The "fawn pawn" naming comes from fans of kingscrusher on youtube who analyzes Leela Chess Zero games. https://www.youtube.com/user/kingscrusher
His accent makes him saying "thorn pawn" sound like "fawn pawn", and thus the name has been given.
Here is a link to shirts he sells with "fawn pawn" on them. https://teespring.com/fawn-pawn?tsmac=store&tsmic=kingscrush...
Nevertheless, the performance of AlphaZero was impressive, especially the positional knowledge it has acquired is second none. In all existing chess engines, positional knowledge is under-represented through simple heuristics. Acquiring positional knowledge was a longtime dream of chess programmers many generations. The dream was to create an engine which plays a more human-like style of chess. AlphaZero has realized this dream and even goes beyond that: extending the humans knowledge of chess.
I believe the most intriguing question right now is why AlphaZero stopped to improve after 9 hours of training? It’s due to the inherent problem of chess or due to the limits of ANN? If it’s the latter, how we can breakthrough and create a new generation of engines that can even surpass AlphaZero?
The opening book and Syzygy Tablebases were enabled, so we're seeing Stockfish go at full power here. The only last bit of problem is that Stockfish's scaling isn't very good. But there's not much that the admins of the test can do about that.
This test seems fair IMO.
"Stockfish was configured according to its 2016 TCEC world championship superfinal settings: 44 threads on 44 cores (two 2.2GHz Intel Xeon Broadwell CPUs with 22
cores), a hash size of 32GB, syzygy endgame tablebases, at 3 hour time controls with 15 additional seconds per move"
Since repetition is one way to get a draw, an engine with positive contempt (it assumes the opponent to be weaker than itself) will score repetitive moves lower and is more likely to pick something else.

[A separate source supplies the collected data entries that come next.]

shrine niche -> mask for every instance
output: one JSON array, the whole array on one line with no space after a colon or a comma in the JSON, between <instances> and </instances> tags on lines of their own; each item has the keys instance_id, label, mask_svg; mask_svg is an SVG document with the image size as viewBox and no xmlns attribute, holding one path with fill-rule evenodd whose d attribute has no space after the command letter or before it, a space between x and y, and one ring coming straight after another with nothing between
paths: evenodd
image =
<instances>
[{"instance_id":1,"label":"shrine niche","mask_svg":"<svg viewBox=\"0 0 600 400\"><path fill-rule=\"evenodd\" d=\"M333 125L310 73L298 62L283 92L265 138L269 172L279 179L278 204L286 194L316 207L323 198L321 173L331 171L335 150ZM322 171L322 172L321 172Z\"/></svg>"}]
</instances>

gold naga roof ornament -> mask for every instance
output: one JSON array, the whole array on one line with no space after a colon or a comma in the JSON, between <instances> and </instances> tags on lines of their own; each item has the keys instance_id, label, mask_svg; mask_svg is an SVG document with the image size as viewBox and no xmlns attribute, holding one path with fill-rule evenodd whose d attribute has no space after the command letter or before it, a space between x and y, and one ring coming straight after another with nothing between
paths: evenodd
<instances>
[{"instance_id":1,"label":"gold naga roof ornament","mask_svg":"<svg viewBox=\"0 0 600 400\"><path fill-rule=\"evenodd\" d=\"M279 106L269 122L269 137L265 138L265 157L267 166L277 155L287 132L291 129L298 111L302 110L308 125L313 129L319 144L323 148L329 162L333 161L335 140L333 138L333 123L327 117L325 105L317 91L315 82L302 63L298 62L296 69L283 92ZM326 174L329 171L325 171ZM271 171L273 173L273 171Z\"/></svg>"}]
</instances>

The previous statement was talking about how much faster and more efficient AlphaZero is, but the interpretation I pickup from that sentence is the opposite. Is this a “golf score” situation where lower is better?
IIRC, AlphaZero has two outputs from the neural network. You described the first output.
The 2nd output was absolutely critical to it growing in strength. In effect, this 2nd output value is the difference from AlphaGo and AlphaZero. The 2nd output value guides the monte-carlo tree search.
Naive MCTS looks at board positions randomly. AlphaZero's MCTS looks at board positions the neural network deems "interesting". In effect, the neural network both guides the search (output #2), and evaluates the position (output #1).
MCTS chooses a position based off of the "interesting factor", as well as "how much that position has been evaluated". Ex: if "Knight to c3" has been evaluated 1-million times, MCTS will try to look at other positions. But if the neural network says that "Knight to c3 is really, really interesting", MCTS will still favor to look at that position, more so than other positions.
Etc. etc. down the hierarchy of moves.
With deep search trees as in Chess or even more so in Go, a pretrained evaluator function easily beats any tree search. Applied AI.
a probably somewhat wrong but evocative way to think about it is that what AlphaZero does is closer to “intuition”; it can look at a board and immediately tell very well how good it is. maybe you could argue this is more like how human grandmasters play.
Stockfish, on the other hand, has much simpler guesses for how to evaluate a board, but they can be computed very quickly.
Both of them employ a tree search: “if i do this move then they’ll have three countermoves and i can respond in 16 ways...”. (It’s Monte Carlo because they randomly sample, rather than exploring exhaustively.) But Stockfish is able to explore many more possible outcomes, whereas AlphaZero explores far fewer but is able to focus only on those that really are promising.
tldr: Higher is better.
+155 -6 =839.
That's 839 draws to 155 Wins / 6-losses.
It might be an interesting question what the appropriate bet would be for win vs draw in this case, and how this would change with greater training. Presumably the more you train both sides the more likely they are to draw?
Also interesting would be to quantify the effect a small hardware handicap has, and how this trades off with training. Is more training always better than more hardware? Vice versa?
Then I would bet on a draw.
I feel the comparison is a bit unfair...
Plus it has all of the knowledge from past human/computer chess research, experimentation and tuning that's been done in other chess engines since the 70s helping it.
Stockfish would still be an extremely strong engine even without the training. Alphazero couldn’t even move a single piece without having been trained extensively.